Following the publication of The Daily Signal’s report on Wednesday, the high school removed its resource page.
Coley also championed “Sexuality and Gender Galaxies” in emails to school district staff members that provide definitions of terms, including “two spirit,” “asexual,” “polysexual,” “clear platonic,” and “androgynous.”
Based on the emails, it is evident that Coley serves as the primary contact for “Gender Support Plans,” which require the form filler to specify the extent of parental support for a student’s gender identity.
Students aged 12 and above are allowed to create gender support plans within the Newport-Mesa school district without their parents’ awareness or approval.
The district stores these plans in a locked drawer in the administrative office, as revealed in the emails.
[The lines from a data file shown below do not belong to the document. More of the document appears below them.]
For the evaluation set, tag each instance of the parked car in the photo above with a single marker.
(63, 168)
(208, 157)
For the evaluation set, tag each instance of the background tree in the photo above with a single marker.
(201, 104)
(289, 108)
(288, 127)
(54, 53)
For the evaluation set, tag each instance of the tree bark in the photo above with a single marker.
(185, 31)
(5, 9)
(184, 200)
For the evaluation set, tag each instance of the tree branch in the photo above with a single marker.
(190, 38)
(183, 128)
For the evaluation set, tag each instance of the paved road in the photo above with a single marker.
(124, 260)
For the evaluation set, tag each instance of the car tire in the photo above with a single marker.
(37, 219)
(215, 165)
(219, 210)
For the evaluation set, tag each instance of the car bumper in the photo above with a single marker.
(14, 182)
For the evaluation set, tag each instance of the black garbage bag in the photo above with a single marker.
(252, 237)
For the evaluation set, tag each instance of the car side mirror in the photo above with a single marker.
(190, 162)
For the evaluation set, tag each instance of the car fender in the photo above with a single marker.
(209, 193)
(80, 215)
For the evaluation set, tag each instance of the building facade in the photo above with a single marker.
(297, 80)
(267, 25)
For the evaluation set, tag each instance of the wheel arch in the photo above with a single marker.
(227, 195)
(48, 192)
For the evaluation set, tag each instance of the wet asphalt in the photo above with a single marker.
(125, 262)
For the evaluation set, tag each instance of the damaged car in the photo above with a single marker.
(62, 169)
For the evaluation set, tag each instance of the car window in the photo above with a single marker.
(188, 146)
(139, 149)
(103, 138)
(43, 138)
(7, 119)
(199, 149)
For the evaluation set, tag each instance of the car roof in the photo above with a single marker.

On Thursday, the Newport-Mesa school district denied using support plans in an email to The Daily Signal.
“We do not refer students for gender-affirming care nor do we have gender support plans without parental involvement,” public relations officer Annette Franco wrote in the email. “The student-driven resources are intended to complement the essential role that parents play in their children’s lives.”
In a follow-up email to district staff, Coley suggested that even children as young as 2 years old could identify as transgender.
Therefore, the school district should adopt preferred pronouns for students of all ages and honor the requests of students to keep their gender identity hidden from their parents.
“The student’s age is not a factor,” Coley wrote in the email. “For example, children as early as age two are expressing a different gender identity.”
“It is strongly suggested that teachers privately ask transgender or gender nonconforming students at the beginning of the school year how they want to be addressed in class, in correspondence to the home, or at conferences with the student’s parents,” Coley wrote.
The administrator said that intentionally using a student’s given name and personal pronouns instead of their preferred ones qualifies as “harassment.”
“If a member of the school community intentionally uses a student’s incorrect name and pronoun, or persistently refuses to respect a student’s chosen name and pronouns, that conduct should be treated as harassment,” Coley said in the email. “That type of harassment can create a hostile learning environment, violate the transgender student’s privacy rights, and increase that student’s risk for harassment by other members of the school community.”